The Responsible Investment Association Australasia (RIAA) may have to shift to a bigger venue for its next NZ conference after selling out the Auckland Hilton for the third year running.
Simon O’Connor, RIAA chief, said the growing popularity of the NZ conference reflected the “massive” surge in responsible investing across the country over the last year.
He said the NZ conference, to be held this Tuesday, would explore the next phase in RI development beyond the exclusion craze that swept through the KiwiSaver market in particular during the last 12 months.
“The result of the big focus on KiwiSaver has seen managers push ahead with exclusions across other product ranges. But exclusions are just one part of the consumer expectation,” O’Connor said. “Now fund managers and asset owners are working out contemporary policies that include environmental, social and governance [ESG] issues as part of mainstream investment decision-making.”
Providers from boutique operation Pathfinder to institutions like Kiwi Wealth and AMP Capital were now forging unique NZ responses to the RI challenge, he said.

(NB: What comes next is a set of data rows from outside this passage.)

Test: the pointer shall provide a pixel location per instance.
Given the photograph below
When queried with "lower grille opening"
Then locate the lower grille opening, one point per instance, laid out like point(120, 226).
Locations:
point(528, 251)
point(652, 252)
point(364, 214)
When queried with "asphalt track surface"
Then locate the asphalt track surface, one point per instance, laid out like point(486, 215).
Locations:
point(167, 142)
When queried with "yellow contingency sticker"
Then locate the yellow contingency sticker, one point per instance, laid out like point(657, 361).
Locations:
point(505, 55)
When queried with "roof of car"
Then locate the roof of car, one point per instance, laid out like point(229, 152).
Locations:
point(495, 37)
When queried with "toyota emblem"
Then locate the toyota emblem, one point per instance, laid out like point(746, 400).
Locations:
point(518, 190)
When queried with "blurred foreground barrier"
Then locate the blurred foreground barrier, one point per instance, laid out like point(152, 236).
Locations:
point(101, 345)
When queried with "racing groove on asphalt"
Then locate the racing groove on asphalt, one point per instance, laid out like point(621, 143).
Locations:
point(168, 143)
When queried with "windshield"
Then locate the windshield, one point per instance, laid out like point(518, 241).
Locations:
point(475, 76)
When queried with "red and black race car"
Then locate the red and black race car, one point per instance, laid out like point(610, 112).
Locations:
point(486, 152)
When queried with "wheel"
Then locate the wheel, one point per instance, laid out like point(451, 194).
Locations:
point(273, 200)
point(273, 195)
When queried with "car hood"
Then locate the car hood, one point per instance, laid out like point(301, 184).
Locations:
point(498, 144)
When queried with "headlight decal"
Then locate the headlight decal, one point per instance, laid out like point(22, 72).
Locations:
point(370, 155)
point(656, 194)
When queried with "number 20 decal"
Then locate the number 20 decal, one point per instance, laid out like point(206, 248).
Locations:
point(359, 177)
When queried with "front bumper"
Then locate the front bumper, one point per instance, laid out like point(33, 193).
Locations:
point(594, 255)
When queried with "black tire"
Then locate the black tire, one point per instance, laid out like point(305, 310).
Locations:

“You can’t prescribe just one way to incorporate ESG in investing,” O’Connor said. “It’s good to see NZ investors are grappling with the need to develop strategies that reflect their own customers desires and beliefs.”
The conference proper features a mix of offshore and local perspectives with Phillipe Joubert, former deputy CEO of the France-headquartered electricity giant Alstom, providing the headline act.
O’Connor said Joubert, now adviser to the World Business Council for Sustainable Development among other roles, offers his corporate “gravitas” to the ESG debate.
“Phillipe argues that the business-as-usual model is dead and that sustainability factors are integral to how businesses must run today,” he said. “Investors need to understand these factors that will see companies prosper in the future.”
Meanwhile, local ‘green’ business entrepreneur, Malcom Rands, founder of Ecostore, and Clement Chia, CFO of the NZX-listed fishing operation Sanford, will expound on their respective profitable ESG strategies.
The RIAA event also features the inevitable exploration of how regulation is impacting the RI trend across a number of sectors “including advice, product issuance and disclosure and corporate governance”.
Chaired by Pathfinder director, John Berry, the panel also includes: Financial Markets Authority director of external communications, Paul Gregory; Paul Richardson, Mint Asset Management chief investment officer; and, Sarah Barker, Minter Ellison special counsel.
According to O’Connor, the conference will further highlight the likely rise of impact investing strategies, currently in a nascent phase in NZ.
Impact investing is assuming a greater focus, too, for the RIAA this year with a new forum on the sector launched this year. The industry body is also working with Philanthropy NZ to develop impact investing here.
“New Zealand has a potential big advantage with a lot of intelligent data available on the cost of provision of social services – which can underpin impact investment options,” he said.
O’Connor said with the majority of the Australasian funds management industry committed “in one way or another” to responsible investing, the RIAA was now more focused on “defining best practice” rather than promoting the broad concept.
“We’re also seeing rising demand from managers for us to verify their products through our certification program – we provide that outsourced due diligence for investors,” he said.